The next stage of our investigation revealed why.

Using open-source intelligence (OSINT), we began by building a network map of all people and entities closely or tangentially aligned with the group. We then built an algorithm that programmatically converted the dozens of associated ASIC business record PDFs we had collected during this process into a network.

This was a huge leap in the investigation: it found connections (through shared PO Boxes, for example) that highlighted strong points of connection that would have been onerous to discover manually. We call this the ASIC Mapper, and when combined with data obtained through various OSINT methodologies, it sharpened the investigative process significantly.

In this case, it showed us why the group was so obsessed with a lone senate candidate in the ACT: because he was a threat to someone strongly connected to their campaign.


Action taken against disinformation

This investigation sparked a significant reaction from the Australian Electoral Commission in the fight against election disinformation.

As part of our research, we were able to reveal that the South Australian Electoral Commission had found the group in breach of that state's anti-disinformation laws.

This occurred when it targeted another independent candidate, this time in the state election campaign which had occurred just a few weeks earlier.

Within days of us publishing a letter from the Commission, which declared some of Advance Australia's campaign material misleading and required it to be withdrawn, the previously reluctant Australian Electoral Commission decided to act against the conservative lobby group.

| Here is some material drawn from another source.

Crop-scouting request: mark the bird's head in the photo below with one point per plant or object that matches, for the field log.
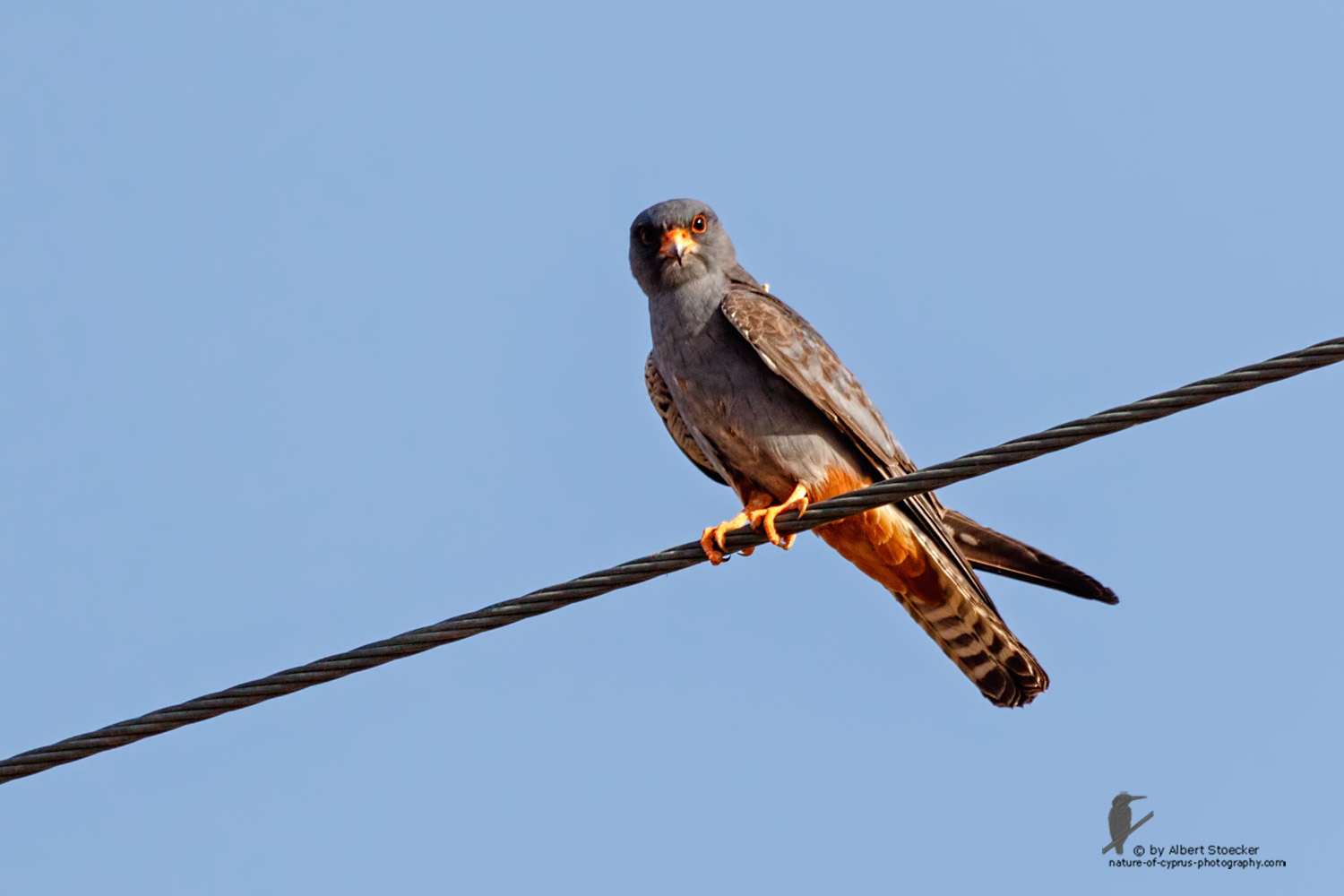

Despite claiming it had no power to act in many disinformation controversies over the years, it declared that some of Advance Australia's attack ads against Pocock would be likely to mislead or deceive voters, and thus breached the Commonwealth Electoral Act.

The voters of Canberra were similarly motivated to take decisive action against the group, and elected Pocock as the ACT's first independent senator, easily beating the conservative government senator linked to the lobby group.